Properties to retrieve

This table summarizes the properties that are available for an existing search job.

Property Description
cursorTime The earliest time from which no events are later scanned.
delegate For saved searches, specifies jobs that were started by the user.
diskUsage The total amount of disk space used, in bytes.
dispatchState The state of the search. Can be any of QUEUED, PARSING, RUNNING, PAUSED, FINALIZING, FAILED, DONE.
doneProgress A number between 0 and 1.1 that indicates the approximate progress of the search.
dropCount For real-time searches, the number of possible events that were dropped due to the "rt_queue_size".
eai:acl The access control list for this job.
eventAvailableCount The number of events that are available for export.
eventCount The number of events returned by the search.
eventFieldCount The number of fields found in the search results.
eventIsStreaming A Boolean that indicates whether the events of this search are being streamed.
eventIsTruncated A Boolean that indicates whether events of the search have not been stored.
eventSearch Subset of the entire search before any transforming commands.
eventSorting A Boolean that indicates whether the events of this search are sorted, and in which order ("asc" for ascending, "desc" for descending, and "none" for not sorted).
isDone A Boolean that indicates whether the search has finished.
isFailed A Boolean that indicates whether there was a fatal error executing the search (for example, if the search string syntax was invalid).
isFinalized A Boolean that indicates whether the search was finalized (stopped before completion).
isPaused A Boolean that indicates whether the search has been paused.
isPreviewEnabled A Boolean that indicates whether previews are enabled.
isRealTimeSearch A Boolean that indicates whether the search is a real time search.
isRemoteTimeline A Boolean that indicates whether the remote timeline feature is enabled.
isSaved A Boolean that indicates whether the search is saved indefinitely.
isSavedSearch A Boolean that indicates whether this is a saved search run using the scheduler.
isZombie A Boolean that indicates whether the process running the search is dead, but with the search not finished.
keywords All positive keywords used by this search.
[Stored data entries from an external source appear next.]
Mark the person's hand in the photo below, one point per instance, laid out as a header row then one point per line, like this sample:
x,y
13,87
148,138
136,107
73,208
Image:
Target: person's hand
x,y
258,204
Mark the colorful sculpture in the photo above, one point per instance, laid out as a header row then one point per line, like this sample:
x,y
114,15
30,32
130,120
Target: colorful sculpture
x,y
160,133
A positive keyword is a keyword that is not in a NOT clause.
label A custom name created for this search.
messages Errors and debug messages.
numPreviews Number of previews that have been generated so far for this search job.
performance A representation of the execution costs.
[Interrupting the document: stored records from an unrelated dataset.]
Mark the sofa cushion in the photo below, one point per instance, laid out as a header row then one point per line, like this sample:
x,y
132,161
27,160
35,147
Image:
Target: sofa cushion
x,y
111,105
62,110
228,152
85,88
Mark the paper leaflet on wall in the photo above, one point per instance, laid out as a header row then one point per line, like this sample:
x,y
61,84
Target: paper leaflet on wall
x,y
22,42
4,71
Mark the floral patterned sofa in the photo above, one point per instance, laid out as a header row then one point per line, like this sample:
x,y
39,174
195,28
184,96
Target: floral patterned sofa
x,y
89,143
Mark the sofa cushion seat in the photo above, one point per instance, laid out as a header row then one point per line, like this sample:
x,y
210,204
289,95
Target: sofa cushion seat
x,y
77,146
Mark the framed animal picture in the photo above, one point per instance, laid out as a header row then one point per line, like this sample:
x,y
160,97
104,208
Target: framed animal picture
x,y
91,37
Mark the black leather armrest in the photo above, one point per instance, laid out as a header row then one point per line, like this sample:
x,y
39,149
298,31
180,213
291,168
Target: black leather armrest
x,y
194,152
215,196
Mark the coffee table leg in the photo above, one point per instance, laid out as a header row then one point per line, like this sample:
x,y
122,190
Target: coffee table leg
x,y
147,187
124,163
priority An integer between 0-10 that indicates the search's priority.
remoteSearch The search string that is sent to every search peer.
reportSearch If reporting commands are used, the reporting search.
request GET arguments that the search sends to splunkd.
resultCount The total number of results returned by the search, after any transforming commands have been applied (such as stats or top).
resultIsStreaming A Boolean that indicates whether the final results of the search are available using streaming (for example, no transforming operations).
resultPreviewCount The number of result rows in the latest preview results.
runDuration A number specifying the time, in seconds, that the search took to complete.
scanCount The number of events that are scanned or read off disk.
searchEarliestTime The earliest time for a search, as specified in the search command rather than the "earliestTime" parameter. It does not snap to the indexed data time bounds for all-time searches (as "earliestTime" and "latestTime" do).
searchLatestTime The latest time for a search, as specified in the search command rather than the "latestTime" parameter. It does not snap to the indexed data time bounds for all-time searches (as "earliestTime" and "latestTime" do).
searchProviders A list of all the search peers that were contacted.
sid The search ID number.
ttl The time to live, or time before the search job expires after it has finished.